Ha suscitato positive reazioni il ricordo pubblicato ieri di Giuseppe Santi di Fiumalbo, uno dei militari italiani deportati durante la Seconda Guerra Mondiale nei lager nazisti e destinati a lavoro coatto presso ditte in Germania e in territori occupati. Alla figlia Emanuela sono giunte testimonianze sull’importanza di questo ricordo, soprattutto per i giovani. "Ho reso pubblica la vicenda di mio padre Giuseppe – dice Emanuela – proprio a questo scopo, più importante dei pochi risarcimenti giunti ad alcun ex internati. Per mio padre non potei chiedere indennizzi allo Stato Italiano perché la disposizione di legge arrivò solo nel 1993, quando lui era da poco deceduto. Dalla Germania si sa solo di alcuni casi di rimborso. Qualunque cifra fosse, non ripagherebbe quello che gli è stato fatto fare".

"Mio padre infatti si struggeva quando era costretto a costruire i micidiali missili V2 che seminavano morte in Europa – prosegue la figlia – diceva che era triste due volte, per la prigionia e per quello che era costretto a costruire. Fu poi lui, di ritorno alla prigionia, a riportare le mostrine di due fratelli suoi commilitoni morti in battaglia alla madre di Tagliole che aveva solo questi due figli. Donerò all’archivio storico del Comune di Pievepelago i suoi documenti e la medaglia ricevuta dal Prefetto di Modena, perché non devono andare perse e ne resti testimonianza concreta".

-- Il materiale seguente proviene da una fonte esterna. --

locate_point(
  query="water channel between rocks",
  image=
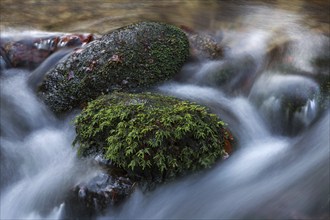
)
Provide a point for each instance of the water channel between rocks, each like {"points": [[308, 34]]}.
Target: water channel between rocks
{"points": [[280, 169]]}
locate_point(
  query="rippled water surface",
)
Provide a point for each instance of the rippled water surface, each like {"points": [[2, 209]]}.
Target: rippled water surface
{"points": [[280, 169]]}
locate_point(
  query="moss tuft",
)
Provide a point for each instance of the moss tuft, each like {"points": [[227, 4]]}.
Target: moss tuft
{"points": [[151, 136]]}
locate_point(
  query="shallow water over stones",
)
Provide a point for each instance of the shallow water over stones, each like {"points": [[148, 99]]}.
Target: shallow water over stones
{"points": [[275, 101]]}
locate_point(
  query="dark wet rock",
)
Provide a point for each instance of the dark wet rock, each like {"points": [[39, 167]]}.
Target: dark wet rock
{"points": [[131, 58], [98, 194], [152, 137], [288, 102], [203, 45]]}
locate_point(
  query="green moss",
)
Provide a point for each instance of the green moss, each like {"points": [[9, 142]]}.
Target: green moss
{"points": [[150, 135], [130, 59]]}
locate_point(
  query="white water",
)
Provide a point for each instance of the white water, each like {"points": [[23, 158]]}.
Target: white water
{"points": [[271, 175]]}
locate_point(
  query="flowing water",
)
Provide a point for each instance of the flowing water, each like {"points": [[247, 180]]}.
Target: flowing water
{"points": [[280, 168]]}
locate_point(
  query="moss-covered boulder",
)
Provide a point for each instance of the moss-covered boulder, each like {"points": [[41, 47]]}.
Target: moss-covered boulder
{"points": [[151, 136], [131, 58]]}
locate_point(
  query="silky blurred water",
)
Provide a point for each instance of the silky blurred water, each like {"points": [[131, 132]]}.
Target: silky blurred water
{"points": [[280, 167]]}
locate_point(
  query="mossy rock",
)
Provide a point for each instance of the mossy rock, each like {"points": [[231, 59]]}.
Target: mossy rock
{"points": [[131, 58], [151, 136]]}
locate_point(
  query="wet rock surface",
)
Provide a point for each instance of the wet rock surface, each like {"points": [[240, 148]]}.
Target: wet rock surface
{"points": [[131, 58]]}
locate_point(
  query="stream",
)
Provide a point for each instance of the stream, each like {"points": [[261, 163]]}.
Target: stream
{"points": [[280, 168]]}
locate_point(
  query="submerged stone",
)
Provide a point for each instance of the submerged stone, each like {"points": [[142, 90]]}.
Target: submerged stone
{"points": [[131, 58], [152, 137]]}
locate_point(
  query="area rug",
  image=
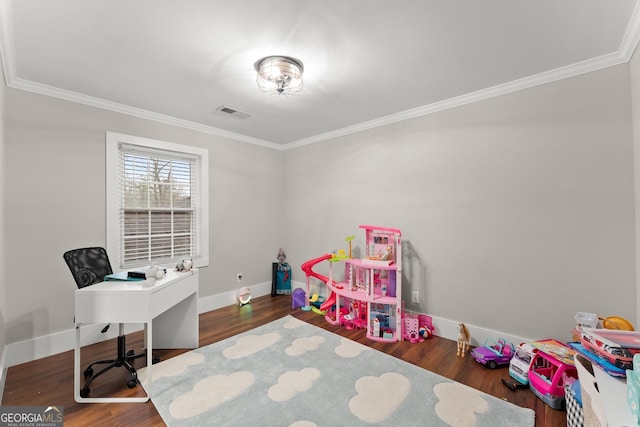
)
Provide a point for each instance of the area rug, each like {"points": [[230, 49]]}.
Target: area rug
{"points": [[291, 373]]}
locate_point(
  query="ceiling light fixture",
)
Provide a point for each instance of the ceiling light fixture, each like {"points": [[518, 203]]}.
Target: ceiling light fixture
{"points": [[279, 74]]}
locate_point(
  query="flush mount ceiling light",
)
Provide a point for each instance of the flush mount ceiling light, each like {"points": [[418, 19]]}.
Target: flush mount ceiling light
{"points": [[281, 75]]}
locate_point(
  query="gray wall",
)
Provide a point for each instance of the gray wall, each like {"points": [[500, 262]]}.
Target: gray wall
{"points": [[3, 281], [56, 155], [635, 109], [517, 211]]}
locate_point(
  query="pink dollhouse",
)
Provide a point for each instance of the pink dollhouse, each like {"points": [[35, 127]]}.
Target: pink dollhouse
{"points": [[370, 295]]}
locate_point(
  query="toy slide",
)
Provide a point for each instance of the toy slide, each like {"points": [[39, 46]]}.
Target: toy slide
{"points": [[307, 267]]}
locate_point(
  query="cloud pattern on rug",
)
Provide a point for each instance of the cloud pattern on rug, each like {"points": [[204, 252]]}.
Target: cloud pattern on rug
{"points": [[293, 323], [378, 397], [172, 367], [209, 393], [250, 344], [459, 404], [301, 346], [349, 349], [293, 382], [375, 398]]}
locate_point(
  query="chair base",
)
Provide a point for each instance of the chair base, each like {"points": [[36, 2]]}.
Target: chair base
{"points": [[123, 359]]}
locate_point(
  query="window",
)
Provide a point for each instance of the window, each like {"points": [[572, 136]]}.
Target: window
{"points": [[157, 202]]}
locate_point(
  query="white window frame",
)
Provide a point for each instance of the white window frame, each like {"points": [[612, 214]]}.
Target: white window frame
{"points": [[113, 142]]}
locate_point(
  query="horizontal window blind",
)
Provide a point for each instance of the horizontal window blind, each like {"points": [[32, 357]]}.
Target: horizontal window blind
{"points": [[159, 206]]}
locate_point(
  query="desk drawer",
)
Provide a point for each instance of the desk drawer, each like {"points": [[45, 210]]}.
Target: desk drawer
{"points": [[166, 297]]}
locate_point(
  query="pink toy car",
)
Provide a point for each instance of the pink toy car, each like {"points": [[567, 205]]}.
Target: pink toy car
{"points": [[494, 353]]}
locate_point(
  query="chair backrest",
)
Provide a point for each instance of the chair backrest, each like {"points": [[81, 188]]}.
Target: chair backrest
{"points": [[88, 265]]}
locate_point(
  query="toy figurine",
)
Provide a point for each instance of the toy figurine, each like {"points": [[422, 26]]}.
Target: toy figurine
{"points": [[463, 339], [184, 265]]}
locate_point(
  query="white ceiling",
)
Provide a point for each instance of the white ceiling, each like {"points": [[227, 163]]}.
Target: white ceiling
{"points": [[367, 62]]}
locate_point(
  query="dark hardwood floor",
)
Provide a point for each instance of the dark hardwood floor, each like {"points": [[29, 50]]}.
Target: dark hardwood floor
{"points": [[49, 381]]}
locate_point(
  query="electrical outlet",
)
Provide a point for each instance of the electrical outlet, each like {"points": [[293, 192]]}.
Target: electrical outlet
{"points": [[415, 297]]}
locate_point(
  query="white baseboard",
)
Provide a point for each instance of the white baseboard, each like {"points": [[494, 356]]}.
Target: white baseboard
{"points": [[3, 370], [59, 342]]}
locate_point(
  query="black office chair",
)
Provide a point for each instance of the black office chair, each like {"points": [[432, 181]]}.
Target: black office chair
{"points": [[88, 267]]}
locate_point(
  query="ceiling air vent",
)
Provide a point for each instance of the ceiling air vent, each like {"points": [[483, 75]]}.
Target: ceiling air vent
{"points": [[227, 111]]}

"Oltre ai ricordi orali – conclude Emanuela – che, pur di rado, mio padre ci confidava, come l’amicizia e la fratellanza nate in quei tristi momenti, in cui lo stesso comandante divideva tra tutti i pacchi viveri che gli giungevano". La redazione si scusa con i lettori per il refuso nel titolo dell’articolo sull’ex internato Giovanni Santi, pubblicato ieri.

g. p.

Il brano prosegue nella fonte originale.